Bij besluit van 18 september 2015 (het primaire besluit) heeft verweerder de aanvraag van eiser tot het verlenen van een paspoort niet in behandeling genomen.
Bij besluit van 20 november 2015 (het bestreden besluit) heeft verweerder het bezwaar van eiser ongegrond verklaard.
Eiser heeft tegen het bestreden besluit beroep ingesteld.
Verweerder heeft een verweerschrift ingediend.
Het onderzoek ter zitting heeft plaatsgevonden op 22 juli 2016.
Eiser is, met voorafgaand bericht, niet verschenen. Verweerder heeft zich laten vertegenwoordigen door zijn gemachtigde.

Overwegingen

1. De rechtbank gaat uit van de volgende feiten en omstandigheden.
Eiser heeft door geboorte op [geboortedatum] 1969 de Chinese nationaliteit verkregen. Eiser heeft zich in 1995 in Nederland gevestigd en heeft op 17 juni 1998 de Nederlandse nationaliteit verkregen. Hij verloor hierdoor van rechtswege de Chinese nationaliteit.

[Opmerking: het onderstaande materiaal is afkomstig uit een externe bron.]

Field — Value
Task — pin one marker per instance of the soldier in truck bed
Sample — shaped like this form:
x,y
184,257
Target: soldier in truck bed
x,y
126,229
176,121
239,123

Op 25 augustus 1998 is aan eiser voor het laatst een Nederlands paspoort verstrekt, geldig tot 25 augustus 2003. Hierna zijn aan eiser geen Nederlandse reisdocumenten of verklaringen omtrent het bezit van het Nederlanderschap meer verstrekt. Eiser heeft op 14 mei 2105 een aanvraag om een Nederlands paspoort ingediend.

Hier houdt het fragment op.